Thursday, November 19, 2009

Reality...And My 100th Post

I can tell that Garth Lee is starting to worry about how his life is going to change when Gavin comes. We talk about it some, but not in too big a way that would make him stress about it, so I don't really know where he is getting it, but the fact is, he is a very observant and astute child and he may just be realizing it on his own. Last night he started crying in bed because he is going to "miss" me when baby Gavin "comes out". He was comforted when I told him that nothing was going to change about how much we love him, that we are just going to add more love to our family when he comes and that we are going to try very hard to keep our routines in place and add Gavin to them instead of letting him dictate new ones (ok, ok, you can stop laughing now...seriously).

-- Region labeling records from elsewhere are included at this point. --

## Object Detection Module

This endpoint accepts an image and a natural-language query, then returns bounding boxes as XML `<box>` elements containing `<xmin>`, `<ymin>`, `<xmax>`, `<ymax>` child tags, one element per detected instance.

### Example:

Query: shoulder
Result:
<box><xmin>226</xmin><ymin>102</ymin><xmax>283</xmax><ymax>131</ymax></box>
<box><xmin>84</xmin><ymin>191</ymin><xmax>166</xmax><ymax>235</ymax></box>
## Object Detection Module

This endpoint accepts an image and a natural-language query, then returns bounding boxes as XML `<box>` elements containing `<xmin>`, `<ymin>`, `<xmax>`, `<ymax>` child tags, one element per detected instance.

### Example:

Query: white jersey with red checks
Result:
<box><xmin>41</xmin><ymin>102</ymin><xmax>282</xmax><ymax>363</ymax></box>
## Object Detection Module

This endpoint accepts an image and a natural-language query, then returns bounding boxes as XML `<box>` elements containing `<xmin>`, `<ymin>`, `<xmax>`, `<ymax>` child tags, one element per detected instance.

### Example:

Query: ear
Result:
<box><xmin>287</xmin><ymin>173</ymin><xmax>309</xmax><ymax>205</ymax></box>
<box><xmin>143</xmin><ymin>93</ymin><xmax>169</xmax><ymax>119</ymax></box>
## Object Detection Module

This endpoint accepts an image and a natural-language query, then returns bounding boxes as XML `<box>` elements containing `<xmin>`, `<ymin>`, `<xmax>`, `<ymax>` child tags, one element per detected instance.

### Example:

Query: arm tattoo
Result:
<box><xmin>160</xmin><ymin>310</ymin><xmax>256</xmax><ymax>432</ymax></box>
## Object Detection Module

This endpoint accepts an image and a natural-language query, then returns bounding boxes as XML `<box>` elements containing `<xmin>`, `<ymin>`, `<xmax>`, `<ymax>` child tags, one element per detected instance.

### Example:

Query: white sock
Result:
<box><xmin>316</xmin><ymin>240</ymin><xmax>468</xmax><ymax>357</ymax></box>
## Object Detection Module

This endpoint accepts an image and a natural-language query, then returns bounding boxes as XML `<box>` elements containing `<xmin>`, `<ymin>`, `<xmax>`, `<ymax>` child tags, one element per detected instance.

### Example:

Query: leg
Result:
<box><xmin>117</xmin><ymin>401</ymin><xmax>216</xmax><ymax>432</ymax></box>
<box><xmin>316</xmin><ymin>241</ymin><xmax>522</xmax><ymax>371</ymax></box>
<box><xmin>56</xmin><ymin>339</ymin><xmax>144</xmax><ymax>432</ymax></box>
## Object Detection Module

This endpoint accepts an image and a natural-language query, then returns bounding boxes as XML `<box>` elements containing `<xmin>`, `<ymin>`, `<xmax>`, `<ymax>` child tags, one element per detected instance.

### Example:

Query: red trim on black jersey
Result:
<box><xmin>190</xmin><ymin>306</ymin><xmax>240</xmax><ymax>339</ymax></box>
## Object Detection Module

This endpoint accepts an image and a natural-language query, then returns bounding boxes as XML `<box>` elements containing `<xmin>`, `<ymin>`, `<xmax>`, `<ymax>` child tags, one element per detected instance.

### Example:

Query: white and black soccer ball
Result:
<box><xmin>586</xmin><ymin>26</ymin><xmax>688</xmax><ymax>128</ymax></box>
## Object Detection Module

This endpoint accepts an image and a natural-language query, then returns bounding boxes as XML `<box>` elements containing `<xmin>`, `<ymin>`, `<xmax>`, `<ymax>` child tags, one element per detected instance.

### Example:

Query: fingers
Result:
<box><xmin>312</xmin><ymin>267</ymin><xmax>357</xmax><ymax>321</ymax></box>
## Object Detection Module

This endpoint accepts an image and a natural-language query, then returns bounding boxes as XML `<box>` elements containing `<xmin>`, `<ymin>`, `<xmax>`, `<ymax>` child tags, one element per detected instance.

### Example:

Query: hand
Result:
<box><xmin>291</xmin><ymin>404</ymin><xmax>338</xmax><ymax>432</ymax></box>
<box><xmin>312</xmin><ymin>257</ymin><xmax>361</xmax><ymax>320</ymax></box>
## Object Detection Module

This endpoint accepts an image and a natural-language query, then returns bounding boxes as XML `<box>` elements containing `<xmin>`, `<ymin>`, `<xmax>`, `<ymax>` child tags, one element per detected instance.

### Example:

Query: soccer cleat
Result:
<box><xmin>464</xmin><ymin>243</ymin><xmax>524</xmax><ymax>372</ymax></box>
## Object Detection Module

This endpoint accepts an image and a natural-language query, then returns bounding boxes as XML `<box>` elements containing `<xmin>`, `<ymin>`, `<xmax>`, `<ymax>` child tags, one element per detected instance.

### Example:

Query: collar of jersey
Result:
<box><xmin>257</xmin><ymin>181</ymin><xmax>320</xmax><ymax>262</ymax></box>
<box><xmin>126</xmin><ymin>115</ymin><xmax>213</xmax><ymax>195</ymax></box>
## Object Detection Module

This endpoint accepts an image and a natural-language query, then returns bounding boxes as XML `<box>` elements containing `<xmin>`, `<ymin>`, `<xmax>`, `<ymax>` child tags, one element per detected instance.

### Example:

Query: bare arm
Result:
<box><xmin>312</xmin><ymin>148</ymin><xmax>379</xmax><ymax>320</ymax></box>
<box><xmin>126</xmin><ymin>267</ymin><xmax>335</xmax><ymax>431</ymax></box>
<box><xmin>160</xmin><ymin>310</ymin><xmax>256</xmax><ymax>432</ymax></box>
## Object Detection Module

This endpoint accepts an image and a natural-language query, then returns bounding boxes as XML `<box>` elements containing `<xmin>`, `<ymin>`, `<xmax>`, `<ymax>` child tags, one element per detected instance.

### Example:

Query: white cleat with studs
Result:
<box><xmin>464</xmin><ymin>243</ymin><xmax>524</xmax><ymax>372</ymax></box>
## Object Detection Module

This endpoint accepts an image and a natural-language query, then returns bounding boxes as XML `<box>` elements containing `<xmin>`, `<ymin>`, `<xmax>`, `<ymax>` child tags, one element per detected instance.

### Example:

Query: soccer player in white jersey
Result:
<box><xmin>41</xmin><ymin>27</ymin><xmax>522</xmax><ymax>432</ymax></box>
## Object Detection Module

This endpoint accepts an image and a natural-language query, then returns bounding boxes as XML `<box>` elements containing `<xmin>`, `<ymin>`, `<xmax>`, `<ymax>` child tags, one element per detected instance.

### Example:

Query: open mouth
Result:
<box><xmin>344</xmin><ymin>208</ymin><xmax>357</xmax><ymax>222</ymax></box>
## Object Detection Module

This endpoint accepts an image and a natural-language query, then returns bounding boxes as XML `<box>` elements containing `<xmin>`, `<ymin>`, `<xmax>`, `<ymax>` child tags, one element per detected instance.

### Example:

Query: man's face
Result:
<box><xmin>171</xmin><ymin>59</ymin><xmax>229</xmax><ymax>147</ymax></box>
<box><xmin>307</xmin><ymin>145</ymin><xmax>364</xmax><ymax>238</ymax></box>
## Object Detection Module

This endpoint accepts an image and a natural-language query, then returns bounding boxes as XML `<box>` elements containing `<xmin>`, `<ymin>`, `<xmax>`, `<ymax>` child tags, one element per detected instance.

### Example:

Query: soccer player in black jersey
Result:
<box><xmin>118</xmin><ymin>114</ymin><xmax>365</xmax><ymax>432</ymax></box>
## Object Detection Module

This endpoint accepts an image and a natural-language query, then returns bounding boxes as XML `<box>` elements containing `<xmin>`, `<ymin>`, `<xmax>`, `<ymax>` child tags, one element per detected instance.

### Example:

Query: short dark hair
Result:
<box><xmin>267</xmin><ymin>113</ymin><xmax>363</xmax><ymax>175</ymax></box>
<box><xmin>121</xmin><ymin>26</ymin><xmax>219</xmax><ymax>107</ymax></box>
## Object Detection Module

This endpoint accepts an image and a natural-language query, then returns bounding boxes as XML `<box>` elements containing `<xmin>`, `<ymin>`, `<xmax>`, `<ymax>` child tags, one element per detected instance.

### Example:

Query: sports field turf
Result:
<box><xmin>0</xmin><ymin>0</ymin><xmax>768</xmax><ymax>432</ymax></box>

He is oddly very happy to point out that baby Gavin's room is in the "down-down" stairs and his is next to us. He was really upset when I told him that Gavin would be in Mommy and Daddy's room for a while before we banished him to the "down-down" stairs nursery. I told him that he would still be allowed to get into our bed when he wakes up in the morning and that baby Gavin would be in a little crib beside our bed. He cheered up and told me he was so happy that I told him all of that because he was very worried and now he feels better. Although he is very excited about having a little brother, I think in his little mind he thinks he is going to be somehow completely sacrificed for the baby.

I am not delusional (usually) and I do realize that our world is about to change in a big way, but I do want to do my best to make sure that my first son never feels like he is playing second fiddle to his sibling(s) and vice versa.

The last thing he said before finally going to sleep was "Mommy, I think after this one 'we' are done".